In the same article, Paglia describes the “abundant contradictions” of a liberal feminism that opposes capital punishment and fights to protect endangered species like the sage grouse or spotted owl, and yet supports the killing of unborn children.
“The violence intrinsic to abortion cannot be wished away by magical thinking,” she writes.
Indeed. The intrinsic, fundamental nature of violence in the abortive act is a big reason why pro-choice films are so rare. There is no way to depict abortion on screen, or even suggest it as something that happened offscreen, without reminding audiences of the ugly, “doing harm to another” violence of the practice. That’s why attempts at “feel good” abortion movies are so outrageous. No matter how you try to spin an abortion, there is no getting around its moral ugliness.
There is no way to depict or even suggest abortion on screen without reminding audiences of the ugly, ‘doing harm to another’ violence of the practice.
This is why the pro-choice movement’s main tactics involve diverting attention away from abortion itself. They want us to focus on the mother exclusively (her rights, her body, her health, her “I feel very powerful!” autonomy), but not the baby (his or her rights, his or her body, his or her health, his or her lack of power). They call supporters to fight the patriarchy and defend against a supposed “war on women,” but there is little mention of the actual thing being defended (killing babies by sucking them out of their mother’s womb). The rhetoric itself shifts away from the truth of abortion in a “nothing to see here!” sort of way: It’s “pro-choice” (a term Paglia calls “a cowardly euphemism”) instead of “pro-abortion.” It’s about planning a better future for the parents (“Planned Parenthood”) rather than removing the future, and all its possibility, from an innocent living human.
If abortion were a morally neutral thing, there would be no need to divert attention away from it.
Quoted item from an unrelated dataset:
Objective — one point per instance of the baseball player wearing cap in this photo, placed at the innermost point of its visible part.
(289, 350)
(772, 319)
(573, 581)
There would be no need to swap “pro-choice” for “pro-abortion.” There would be no fear of vivid, visual depictions of what abortion is and does. There would be no curious lack of abortion in mainstream Hollywood films. But abortion is not morally neutral, and abortion-rights proponents know it. That’s why—aside from occasional indie films and fringe shows like Shrill—abortion will probably remain a rarity on screen. To shine any light on abortion—even the softest and most rosy-colored light—is to remind people of its inherent moral ugliness and draw attention to its unavoidably disturbing reality. And that’s the last thing abortion defenders want.